THE FORGOTTEN ROOM BY KAREN WHITE, BEATRIZ WILLIAMS, AND LAUREN WILLIG: BOOK REVIEW

historical4 star

The Forgotten Room

By Karen White, Beatriz Williams, and Lauren Willig

ISBN#9780451474629

Author Website: http://karen-white.com/, http://www.beatrizwilliams.com/, http://www.laurenwillig.com/

 

The Forgotten RoomBrought to you by OBS Reviewer Daniele

 

Synopsis:

1945: When the critically wounded Captain Cooper Ravenal is brought to a private hospital on Manhattan’s Upper East Side, young Dr.

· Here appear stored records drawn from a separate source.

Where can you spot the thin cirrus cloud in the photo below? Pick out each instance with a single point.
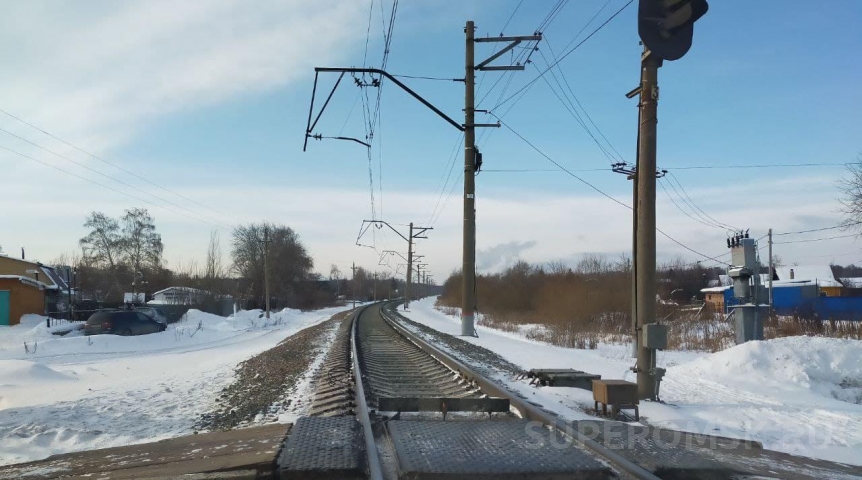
(97, 72)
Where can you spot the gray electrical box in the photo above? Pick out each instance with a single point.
(655, 336)
(745, 254)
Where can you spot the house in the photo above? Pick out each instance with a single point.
(193, 297)
(180, 296)
(808, 291)
(29, 287)
(715, 297)
(819, 275)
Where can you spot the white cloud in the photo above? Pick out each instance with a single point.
(98, 72)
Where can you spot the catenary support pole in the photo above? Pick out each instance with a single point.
(408, 287)
(771, 270)
(266, 266)
(468, 267)
(635, 341)
(646, 236)
(354, 284)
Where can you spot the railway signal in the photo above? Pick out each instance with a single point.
(666, 26)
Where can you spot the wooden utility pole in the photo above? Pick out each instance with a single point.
(646, 236)
(771, 271)
(266, 241)
(407, 288)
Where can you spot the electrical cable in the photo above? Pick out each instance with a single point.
(107, 162)
(563, 57)
(816, 239)
(67, 172)
(121, 182)
(580, 179)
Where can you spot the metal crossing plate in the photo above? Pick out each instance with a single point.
(323, 447)
(438, 404)
(487, 449)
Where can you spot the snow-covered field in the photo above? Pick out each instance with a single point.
(801, 395)
(77, 392)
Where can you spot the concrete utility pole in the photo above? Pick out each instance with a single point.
(407, 288)
(771, 270)
(354, 284)
(646, 189)
(745, 272)
(468, 266)
(266, 241)
(472, 162)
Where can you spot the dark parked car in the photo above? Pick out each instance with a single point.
(156, 314)
(122, 322)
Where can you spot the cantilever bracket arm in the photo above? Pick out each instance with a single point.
(310, 126)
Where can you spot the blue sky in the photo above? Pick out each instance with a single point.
(210, 100)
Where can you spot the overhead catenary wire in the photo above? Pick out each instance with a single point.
(562, 57)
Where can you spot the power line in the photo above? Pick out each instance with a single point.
(698, 220)
(563, 57)
(67, 172)
(696, 208)
(103, 174)
(575, 114)
(575, 97)
(816, 239)
(420, 77)
(597, 189)
(511, 16)
(107, 162)
(773, 165)
(843, 225)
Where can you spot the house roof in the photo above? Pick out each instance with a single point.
(182, 289)
(129, 297)
(820, 274)
(27, 281)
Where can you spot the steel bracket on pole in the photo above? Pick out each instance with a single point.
(514, 42)
(309, 128)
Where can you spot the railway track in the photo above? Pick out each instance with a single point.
(389, 404)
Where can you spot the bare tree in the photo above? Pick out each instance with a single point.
(851, 200)
(101, 247)
(289, 261)
(557, 267)
(214, 268)
(141, 246)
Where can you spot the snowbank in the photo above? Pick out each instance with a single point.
(798, 395)
(824, 366)
(77, 392)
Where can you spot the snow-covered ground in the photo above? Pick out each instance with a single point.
(77, 392)
(801, 395)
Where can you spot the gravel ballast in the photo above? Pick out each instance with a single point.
(265, 385)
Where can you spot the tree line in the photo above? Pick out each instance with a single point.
(125, 254)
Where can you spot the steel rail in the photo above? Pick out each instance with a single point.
(374, 470)
(525, 409)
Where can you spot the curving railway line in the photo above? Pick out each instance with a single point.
(389, 404)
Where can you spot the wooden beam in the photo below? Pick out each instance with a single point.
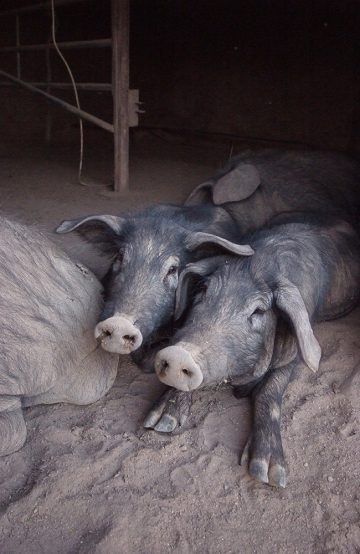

Kate Schuyler is drawn into a complex mystery that connects three generations of women in her family to a single extraordinary room in a Gilded Age mansion.

Who is the woman in Captain Ravenel’s portrait miniature who looks so much like Kate?  And why is she wearing the ruby pendant handed down to Kate by her mother?  In their pursuit of answers, they find themselves drawn into the turbulent stories of Gilded Age Olive Van Alen, driven from riches to rags, who hired out as a servant in the very house her father designed, and Jazz Age Lucy Young, who came from Brooklyn to Manhattan in pursuit of the father she had never known.  But are Kate and Cooper ready for the secrets that will be revealed in the Forgotten Room?

The Forgotten Room, set in alternating time periods, is a sumptuous feast of a novel brought to vivid life by three brilliant storytellers. (Goodreads)

 

Review:

The Forgotten Room tells the heartbreaking tale of three generations of women, each finding love but ruled by class and circumstance.  It is an entertaining trip through the Golden Age, the Roaring Twenties, and World War II, full of timely detail, passion, and the disappointment and regret of lost loves.

 

  1. Olive Van Alen has seen her station in society fall and blames the Pratt family for her father’s downfall and death.  She takes a job as a maid in the mansion in hopes of finding the ammunition she needs to expose Henry August Pratt for the scoundrel that she feels he is and gain justice for her father.  However, she does not count on falling for Pratt’s son Harry, a student and artist with a good heart.

 

  1.  Lucy “Jungmann” Young has left her working class home in Brooklyn for employment at the Manhattan law firm that handles all of the Pratt business.  Based on her mother’s death bed words, she suspects that the baker she knew as her father may not be, and she seeks to find the truth about her parentage.  Working as a secretary for Philip Schuyler, Henry Pratt’s step-grandson, she hopes to find evidence among the Pratt papers, but she does not count on Philip’s charm or meeting John Ravenel, an art dealer from Charleston looking for answers of his own.

 

  1. Kate Schuyler is a woman in a man’s world.  The only female doctor on staff, she is harassed by the other doctors and disrespected by most of the nurses.  She finds herself immediately drawn to her new patient Captain Cooper Ravenel when he arrives at the hospital suffering from a leg wound suffered in Normandy.  He claims that he has been drawing her face since he was a child, and she is amazed when she finds a miniature portrait of a woman with her face wearing the necklace that was given to her by her mother among his possessions.  The pair piece together bits from both of their family histories to solve a mystery of fate.

 

The Forgotten Room has all of the elements that draw me to some of my favorite books – historical settings, a touch of romance, and a mystery to be solved.  It does not hurt that it is co-written by authors I enjoy, Lauren Willig, Karen White, and Beatriz Williams.  Each author wrote one of the threads of the story, providing each female protagonist her own strong, individual voice.  Even so, the overall tone of the novel is consistent and flows seamlessly.  The alternating stories kept me guessing throughout and compelled me to keep reading to unravel the secrets of the past.  As a reader, I could not assume that I had it figured out at any point in the story because, sure enough, my thoughts would be proven wrong.

Yes, The Forgotten Room tells three love stories, but it is really about the repercussions of choices we make and how those choices influence both those around us and generations to come.  The couples in all three threads are victims of circumstance and class standings which they cannot control, but you cannot help but think “if only” they did or said something different, what a different story there would be to tell.  Disappointment and regret are common with all three generations, but also fate plays a part.  You do not know until the very end if there will be a happy ending for any of them or not.  Kate and Cooper were my favorite characters, possibly because Kate did not have any nefarious motives to achieve.

I greatly enjoyed The Forgotten Room and recommend it to fans of any of the authors and those who enjoy historical settings and romance with a touch of intrigue.